Most of the investigations into ACORN, the low-income advocacy group, have focused on voter registration fraud. But now lawmakers want to follow the money.

Rep. Steve King, R-Iowa, a member of the Judiciary Committee, is demanding congressional hearings into the financial structure of the Association of Community Organizations for Reform Now.

"I don't think they've been examined in any significant way at all," he said.

King questions the actions of ACORN officials as well as the multitude of nonprofit activist groups that apparently overlap with ACORN and share the same headquarters address in New Orleans.

"This spider web, this myriad web of ACORN dollars and revenue streams, every bit of them should be looked at, all the corporations that they are networked with all of the boards of directors of those corporations, the inner locking connecting, the faces that are the same from board to board."

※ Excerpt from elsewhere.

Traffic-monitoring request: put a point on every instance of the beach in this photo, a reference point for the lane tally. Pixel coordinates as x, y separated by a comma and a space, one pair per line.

ACORN believes an investigation of its finances is "...a continuation of the right wing Republican attacks which continues to stalk ACORN. This ACORN as 'punching bag' redundancy is not worthy of your audience."

But FOX News has found more than 250 nonprofit groups list ACORN's New Orleans headquarters as their address. Among them is Citizens Services Inc., a firm that was paid more than $800,000 by the Obama campaign for a get-out-the-vote program last year.

Citizen Services lists two ACORN headquarters as its offices and even shares a third floor legal department with ACORN.

At least two complaints that accused ACORN and one Citizen Services of violating campaign financing laws were dismissed by the Federal Election Commission.

The FEC will not comment on current cases, and while the FBI is investigating ACORN, its focus is primarily voter registration fraud.

There have been four ACORN related state prosecutions since the election, dealing with alleged voter registration fraud. None involve ACORN's finances.

But former FEC Commissioner Hans von Spakowsky says a wider probe is needed.

"ACORN has all these subsidiaries and affiliates that seem to be shell organizations with money being transferred between them and to investigate that takes a lot of resources," said von Spakovsky, a visiting legal scholar at the Heritage Foundation, a conservative think tank. "I really think that's the kind of thing that only someone like the FBI could thoroughly investigate."